Saying Goodbye

My grandfather died July 17th and the funeral is this Friday. I know that seems pretty far out for a funeral to be but my family is pretty busy what with working a cruise, performing weddings and the like. It’s been a crazy time.

I’m kinda looking forward to this funeral because it will be a chance to say goodbye. Going this long without the goodbye has been like living in a state of denial. I mean I saw the man about once, maybe twice a year. So going this long without the funeral has allowed me to believe that he’s fine, living his life in South Bend or Raymond, WA (he split his time in both places). It’s allowed me to not really grieve.

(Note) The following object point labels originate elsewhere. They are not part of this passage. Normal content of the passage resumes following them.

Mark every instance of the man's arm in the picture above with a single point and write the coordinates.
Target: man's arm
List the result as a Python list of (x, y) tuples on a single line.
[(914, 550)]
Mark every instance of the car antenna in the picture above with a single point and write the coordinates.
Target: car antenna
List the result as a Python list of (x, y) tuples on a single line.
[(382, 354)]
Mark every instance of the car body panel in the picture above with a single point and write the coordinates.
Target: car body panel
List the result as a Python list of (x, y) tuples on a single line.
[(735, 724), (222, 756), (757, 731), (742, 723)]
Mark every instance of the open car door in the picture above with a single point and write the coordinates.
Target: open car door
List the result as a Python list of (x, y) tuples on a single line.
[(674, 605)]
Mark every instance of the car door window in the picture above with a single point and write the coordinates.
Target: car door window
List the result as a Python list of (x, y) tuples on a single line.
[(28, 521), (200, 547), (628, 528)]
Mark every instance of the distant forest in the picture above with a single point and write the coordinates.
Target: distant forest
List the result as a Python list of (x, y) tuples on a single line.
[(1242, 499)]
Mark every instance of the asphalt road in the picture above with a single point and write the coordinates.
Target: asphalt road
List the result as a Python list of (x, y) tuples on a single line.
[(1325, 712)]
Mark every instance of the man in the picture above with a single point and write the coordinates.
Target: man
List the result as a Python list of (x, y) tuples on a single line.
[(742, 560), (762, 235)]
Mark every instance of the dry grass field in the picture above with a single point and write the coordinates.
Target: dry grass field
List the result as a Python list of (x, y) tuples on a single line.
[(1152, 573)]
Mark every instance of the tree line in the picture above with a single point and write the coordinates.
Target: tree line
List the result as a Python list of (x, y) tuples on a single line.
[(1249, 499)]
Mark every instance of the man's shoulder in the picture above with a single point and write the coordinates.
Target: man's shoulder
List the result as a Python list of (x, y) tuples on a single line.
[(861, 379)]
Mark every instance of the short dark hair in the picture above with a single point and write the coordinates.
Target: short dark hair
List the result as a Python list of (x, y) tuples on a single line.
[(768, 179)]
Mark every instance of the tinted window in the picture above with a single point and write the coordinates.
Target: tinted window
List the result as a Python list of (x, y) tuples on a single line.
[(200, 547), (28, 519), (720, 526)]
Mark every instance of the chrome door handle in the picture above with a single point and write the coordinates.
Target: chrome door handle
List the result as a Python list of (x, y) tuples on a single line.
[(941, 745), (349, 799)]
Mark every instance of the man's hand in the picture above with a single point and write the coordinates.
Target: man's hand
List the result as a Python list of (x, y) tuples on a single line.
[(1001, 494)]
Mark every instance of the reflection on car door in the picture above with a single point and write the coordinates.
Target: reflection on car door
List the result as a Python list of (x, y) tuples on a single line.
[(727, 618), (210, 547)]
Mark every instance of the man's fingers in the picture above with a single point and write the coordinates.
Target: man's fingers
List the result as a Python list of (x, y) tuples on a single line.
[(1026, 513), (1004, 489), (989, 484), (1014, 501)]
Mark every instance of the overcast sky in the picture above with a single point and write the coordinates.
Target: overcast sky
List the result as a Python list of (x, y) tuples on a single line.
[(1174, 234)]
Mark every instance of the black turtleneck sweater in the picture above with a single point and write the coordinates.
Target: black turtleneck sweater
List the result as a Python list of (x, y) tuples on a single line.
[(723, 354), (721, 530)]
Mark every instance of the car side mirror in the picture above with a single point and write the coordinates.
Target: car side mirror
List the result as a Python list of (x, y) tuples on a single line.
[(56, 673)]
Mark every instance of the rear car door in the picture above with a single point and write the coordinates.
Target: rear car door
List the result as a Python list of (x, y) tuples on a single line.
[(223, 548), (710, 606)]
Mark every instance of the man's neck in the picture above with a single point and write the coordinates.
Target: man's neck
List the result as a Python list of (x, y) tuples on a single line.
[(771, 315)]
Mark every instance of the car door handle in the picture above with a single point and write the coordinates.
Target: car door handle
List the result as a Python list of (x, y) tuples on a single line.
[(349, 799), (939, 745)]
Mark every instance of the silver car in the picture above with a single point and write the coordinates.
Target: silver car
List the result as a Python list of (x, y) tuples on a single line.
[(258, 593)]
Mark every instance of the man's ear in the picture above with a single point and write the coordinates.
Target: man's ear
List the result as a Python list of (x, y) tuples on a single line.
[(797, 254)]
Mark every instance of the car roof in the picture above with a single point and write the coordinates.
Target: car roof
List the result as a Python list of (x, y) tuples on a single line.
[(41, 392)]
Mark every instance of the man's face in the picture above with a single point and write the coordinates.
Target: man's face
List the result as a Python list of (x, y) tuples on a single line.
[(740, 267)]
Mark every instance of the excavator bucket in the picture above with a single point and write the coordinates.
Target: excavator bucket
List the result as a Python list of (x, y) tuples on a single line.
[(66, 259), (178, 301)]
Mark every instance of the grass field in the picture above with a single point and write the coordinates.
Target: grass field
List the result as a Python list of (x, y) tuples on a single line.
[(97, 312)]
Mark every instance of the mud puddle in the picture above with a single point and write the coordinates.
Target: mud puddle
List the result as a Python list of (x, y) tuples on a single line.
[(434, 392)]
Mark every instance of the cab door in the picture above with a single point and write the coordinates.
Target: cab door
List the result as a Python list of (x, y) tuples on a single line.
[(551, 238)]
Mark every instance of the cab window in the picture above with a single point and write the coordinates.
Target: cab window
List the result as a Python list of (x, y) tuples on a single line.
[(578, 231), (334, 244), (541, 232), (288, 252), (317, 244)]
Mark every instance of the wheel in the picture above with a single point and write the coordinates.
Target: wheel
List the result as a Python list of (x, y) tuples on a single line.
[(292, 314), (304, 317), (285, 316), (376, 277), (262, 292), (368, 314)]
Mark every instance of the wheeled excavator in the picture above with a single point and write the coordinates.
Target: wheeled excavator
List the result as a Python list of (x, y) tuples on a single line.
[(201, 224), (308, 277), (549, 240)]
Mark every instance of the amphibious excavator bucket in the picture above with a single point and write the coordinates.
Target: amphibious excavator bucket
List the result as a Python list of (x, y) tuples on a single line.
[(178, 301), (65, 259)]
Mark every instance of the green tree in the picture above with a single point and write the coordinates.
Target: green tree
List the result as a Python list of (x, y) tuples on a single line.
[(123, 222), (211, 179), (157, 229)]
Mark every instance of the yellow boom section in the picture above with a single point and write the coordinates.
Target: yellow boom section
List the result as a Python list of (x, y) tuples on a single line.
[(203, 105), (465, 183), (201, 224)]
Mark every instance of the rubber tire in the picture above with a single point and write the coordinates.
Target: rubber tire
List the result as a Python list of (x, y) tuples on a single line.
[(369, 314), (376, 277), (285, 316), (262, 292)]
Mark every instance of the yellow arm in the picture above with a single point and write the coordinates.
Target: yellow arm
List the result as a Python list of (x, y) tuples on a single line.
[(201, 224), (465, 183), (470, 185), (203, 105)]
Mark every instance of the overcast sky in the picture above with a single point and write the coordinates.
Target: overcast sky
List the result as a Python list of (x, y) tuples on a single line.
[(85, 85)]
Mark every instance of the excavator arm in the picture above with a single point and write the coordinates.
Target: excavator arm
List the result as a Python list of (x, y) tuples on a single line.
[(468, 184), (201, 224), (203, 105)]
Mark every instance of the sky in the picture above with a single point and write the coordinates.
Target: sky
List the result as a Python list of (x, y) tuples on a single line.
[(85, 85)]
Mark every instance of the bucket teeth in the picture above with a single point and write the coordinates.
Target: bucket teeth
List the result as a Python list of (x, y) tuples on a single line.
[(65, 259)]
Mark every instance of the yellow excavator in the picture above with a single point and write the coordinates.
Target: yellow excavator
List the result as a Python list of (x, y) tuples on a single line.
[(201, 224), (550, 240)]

I grieved a bit when he died for sure but it’s been so long it’s like it didn’t really happen. I can look at pictures and listen to the voicemail from the last time he called and pretend that he’s still here. I mean I know he’s not but denial can be pretty strong. It can convince you that reality is not reality.

Anyway this post isn’t about my non-grieving process. It’s about the poems I wrote. See my aunts have been arranging a couple of tributes for Grandpa and they asked his kids and grandkids and great grandkids to put together something for Grandpa if they wanted to and that they could share them at the tributes. One to happen in South Bend and one to happen in Raymond. I wrote these poems believing that I wouldn’t have to share them but found out just over a week ago that Friday I will be sharing these poems with friends and family and reading them myself. Bummer. Oh well, them’s the breaks :).

Joy, Laughter and Grief

A Poem by Tammy Rae Waggoner

In honor of my Grandfather Fred Waggoner

Grief

An emotion no one likes to feel

One that can be accompanied by so many more

Like depression and despair

Unfortunately in order to get out of grief

You have to get through it 

And the only way to get through it

Is to feel it

Feel the sadness and the loss 

Feel the regret and the pain

Feel the loss of what’s to come

And know it will never be the same again

But once you get through the grief you can get some of the

Laughter

Is awesome

It can help you get out of grief

It can turn any bad day into a good one

It can turn a frown upside down
It’s something I seek

It’s also something I try to give

Mine is loud and rambunctious

And I never try to quiet or silence it

Given enough laughter can bring you to great unspeakable

Joy
If laughter is awesome joy is stupendous

It’s the great fulfillment of feeling the grief 

It’s the present you get for dealing with the difficult things

It can be brought about by a baby’s laughter

Or a beautiful sunset

Or an amazing book

Or an amazing conversation with someone you love

It’s somewhat indescribable

It is beyond happy

It is beyond mirth and laughter

It’s the skies parting, the sun shining, best feeling in the world

It is the gift from God that keeps you going when you encounter grief

 

 

The Real Story Behind the Man

A Poem by Tammy Rae Waggoner

In honor of my grandfather Fred Waggoner

 

I’ve only ever had one grandpa

I’ve had three fabulous grandmas

Now they are all gone

And I grieve their loss

 

My grandpa was far from perfect

He was a sinner, who was saved by grace

He was also a hoarder, with many properties to fill

While living he and Grandma Vi filled many homes
With all their crap

And because grandpa was a hoarder when grandma passed he kept it all

He even used to keep stuff that his tenants left behind

 

When grandpa visited for my sister’s wedding June 2013

I had a conversation with grandpa and his girlfriend Annabelle about his hoarding

I tried to convince him it was okay to throw stuff out 

But I don’t think it took

 

Grandpa was more than his hoarding ways
He was a lover

He loved to give love in a textile way

He loved to hold hands, give hugs and kisses

I never really noticed this until Vi was gone

I realized that she took most of that

So that when she was no longer with us

He saved it for the times he was with family

So that he could give it to his kids, grandkids and great kids

 

Grandpa loved with great feeling and with great compassion and with great unconditional-ness

A few years ago I shared a difficult story with him

Something from my past that rocked me

And all he gave as I told him was love

All he gave was strength and compassion

And support, he told me who in the family I could share with

And how much he loved me

 

I remember our last conversation on the phone, one I didn’t think would be the last

He called me by my sister’s name

And asked me questions about my sisters

We shared joy about another family gathering in the future

And I laughed with him about his getting some of the information wrong

He told me he was “getting older” and when that happens you forget things

We joked and laughed and ended the call with “I love you”

 

Grandpa had flaws like we all do, but he had great love

Love he freely shared

He was loved by many and will be missed by more

Love you grandpa, good-bye

 

This week will be a difficult one, finally saying good-bye to grandpa but also a good one to see family and to share laughter, stories, and memories of good times. 

If you think of my family this week, say a little prayer as we say good-bye to a grandpa, a dad, and a friend.